Thanks for any suggestions. 
Edit: By the nice answer of @Jyrki Lahtonen, the tag is improved. 
 A: Your proof looks ok to me. 
I might go about this task as follows (just the first idea that occured to me). Let $F=GF(2^n)$ be the prescribed subfield of $G$. It is well known (from a standard proof of uniqueness of a finite field of a given cardinality) that the elements of $F$ are exactly the zeros of $P(x)=x^{2^n}-x$, all simple. In other words
$$P(x)=x^{2^n}-x=\prod_{z\in F}(x-z).$$
Below I will replace all those minus signs with plus signs because we are in characteristic two!
Your element $r$ is a generator of the multiplicative group $F^*$. Therefore we can rewrite the above factorization as
$$
P(x)=x^{2^n}+x=x\prod_{i=0}^{2^n-2}(x+r^i).
$$
From this we see immediately that
$$
t=s\prod_{i=0}^{2^n-2}(s+r^i)=P(s)=s^{2^n}+s.
$$
No need for Newton's identities here!
Because $s\notin F$ we know that $t=P(s)\neq0$. On the other hand $s\in G$, so
$s^{2^{2n}}=s$. Therefore
$$
P(t)=t^{2^n}+t=(s^{2^n}+s)^{2^n}+(s^{2^n}+s)=s^{2^{2n}}+s^{2^n}+s^{2^n}+s=0.
$$
So we have shown that $t$ is a non-zero element of the subfield $F$, i.e., a power of $r$.

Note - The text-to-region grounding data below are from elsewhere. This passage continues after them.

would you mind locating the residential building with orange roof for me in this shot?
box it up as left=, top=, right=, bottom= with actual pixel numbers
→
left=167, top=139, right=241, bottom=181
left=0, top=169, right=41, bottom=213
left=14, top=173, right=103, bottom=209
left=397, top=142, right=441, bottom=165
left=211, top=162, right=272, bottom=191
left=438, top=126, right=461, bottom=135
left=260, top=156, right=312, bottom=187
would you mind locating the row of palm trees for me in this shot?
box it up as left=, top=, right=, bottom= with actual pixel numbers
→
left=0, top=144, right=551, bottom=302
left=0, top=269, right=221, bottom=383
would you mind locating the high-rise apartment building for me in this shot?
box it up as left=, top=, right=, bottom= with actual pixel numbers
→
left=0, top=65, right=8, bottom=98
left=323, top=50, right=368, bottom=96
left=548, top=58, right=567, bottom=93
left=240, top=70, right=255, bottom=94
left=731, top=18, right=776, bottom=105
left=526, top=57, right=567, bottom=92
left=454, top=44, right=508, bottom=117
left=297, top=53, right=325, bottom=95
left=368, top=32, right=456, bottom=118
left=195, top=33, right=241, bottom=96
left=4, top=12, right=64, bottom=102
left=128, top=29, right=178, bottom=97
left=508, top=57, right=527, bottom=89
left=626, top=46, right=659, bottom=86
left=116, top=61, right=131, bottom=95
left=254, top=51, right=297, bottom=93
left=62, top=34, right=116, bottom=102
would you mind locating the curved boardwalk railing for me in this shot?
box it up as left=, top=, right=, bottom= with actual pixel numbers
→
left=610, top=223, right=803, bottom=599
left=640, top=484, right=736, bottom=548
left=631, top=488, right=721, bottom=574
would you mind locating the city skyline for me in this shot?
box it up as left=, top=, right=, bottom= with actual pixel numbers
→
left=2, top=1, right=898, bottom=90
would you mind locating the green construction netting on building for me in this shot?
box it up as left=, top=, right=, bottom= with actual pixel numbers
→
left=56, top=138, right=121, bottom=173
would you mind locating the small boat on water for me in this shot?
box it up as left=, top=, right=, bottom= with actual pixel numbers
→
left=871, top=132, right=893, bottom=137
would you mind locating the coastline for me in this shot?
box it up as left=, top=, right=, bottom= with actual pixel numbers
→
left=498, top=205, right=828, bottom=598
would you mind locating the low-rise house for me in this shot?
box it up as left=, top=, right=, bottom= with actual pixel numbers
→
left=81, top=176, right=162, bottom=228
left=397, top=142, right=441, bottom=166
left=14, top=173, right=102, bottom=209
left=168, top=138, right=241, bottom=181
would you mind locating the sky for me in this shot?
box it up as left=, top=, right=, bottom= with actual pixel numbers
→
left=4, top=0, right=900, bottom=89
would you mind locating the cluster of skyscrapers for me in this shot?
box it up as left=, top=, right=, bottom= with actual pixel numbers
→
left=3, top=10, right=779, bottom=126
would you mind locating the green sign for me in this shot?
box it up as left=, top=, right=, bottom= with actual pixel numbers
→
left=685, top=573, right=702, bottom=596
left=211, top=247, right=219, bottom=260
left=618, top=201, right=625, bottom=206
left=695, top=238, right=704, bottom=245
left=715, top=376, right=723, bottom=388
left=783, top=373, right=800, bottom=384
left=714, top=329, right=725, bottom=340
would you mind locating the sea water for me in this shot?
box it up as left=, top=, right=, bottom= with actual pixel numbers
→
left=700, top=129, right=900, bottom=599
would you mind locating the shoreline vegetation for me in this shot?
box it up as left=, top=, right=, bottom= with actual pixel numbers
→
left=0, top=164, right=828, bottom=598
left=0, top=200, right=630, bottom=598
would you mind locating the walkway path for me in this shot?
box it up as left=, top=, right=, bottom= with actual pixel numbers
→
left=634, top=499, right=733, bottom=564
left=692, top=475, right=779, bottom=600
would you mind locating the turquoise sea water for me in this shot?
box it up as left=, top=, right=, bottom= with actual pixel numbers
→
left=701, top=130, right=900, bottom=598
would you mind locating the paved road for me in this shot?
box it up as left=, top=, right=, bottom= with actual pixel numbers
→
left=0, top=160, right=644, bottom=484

Basically this was about the Galois theory of the extension $G/F$. Here the only non-trivial automorphism if $\sigma(z)=z^{2^n}$, and this is of order two. In this case $P(z)$ is the so called relative trace $P(z)=\sigma(z)+z=tr^G_F(z)$.